Autophagy in the Heart

Abstract

The autophagic machinery is a well-conserved degradation system in eukaryotes from yeast to mammals. Autophagy has been thought of as a nonselective degradation process in which cytoplasmic proteins and organelles are degraded by fusion with lysosome. Recent studies have revealed selective forms of autophagy, such as mitochondria-specific autophagy, termed “mitophagy”. Research over the past decade has revealed that autophagy in cardiomyocytes plays a protective role, not only during hemodynamic stress but in homeostasis during aging.
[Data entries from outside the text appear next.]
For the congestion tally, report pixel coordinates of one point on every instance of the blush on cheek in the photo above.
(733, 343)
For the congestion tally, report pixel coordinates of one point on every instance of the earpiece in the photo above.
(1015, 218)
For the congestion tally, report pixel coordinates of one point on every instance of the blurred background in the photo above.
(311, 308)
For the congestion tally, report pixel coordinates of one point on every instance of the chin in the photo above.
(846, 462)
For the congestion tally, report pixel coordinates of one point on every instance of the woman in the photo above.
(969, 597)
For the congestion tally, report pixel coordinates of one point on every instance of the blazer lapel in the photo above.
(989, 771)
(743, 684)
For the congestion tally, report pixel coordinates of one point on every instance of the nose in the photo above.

Hemodynamic stress and aging induce mitochondrial damage, leading to increased oxidative stress and decreased ATP production. Damaged mitochondria are generally degraded through mitophagy, which might be the main protective function of autophagy in the heart. Complete digestion of mitochondrial DNA through mitophagy is important to avoid inflammatory responses that can induce heart failure. A polyamine, spermidine, is reported to bring about an extension of lifespan and to protect the heart from age-related cardiac dysfunction, both of which are mediated through induction of autophagy. Therefore, appropriate induction of autophagy could be a novel therapeutic target for cardiovascular diseases, including heart failure. However, precise evaluation of autophagic activity in the human heart is difficult at this time, but exploitation of the novel technique of autophagy evaluation is expected for both drug discovery and clinical application.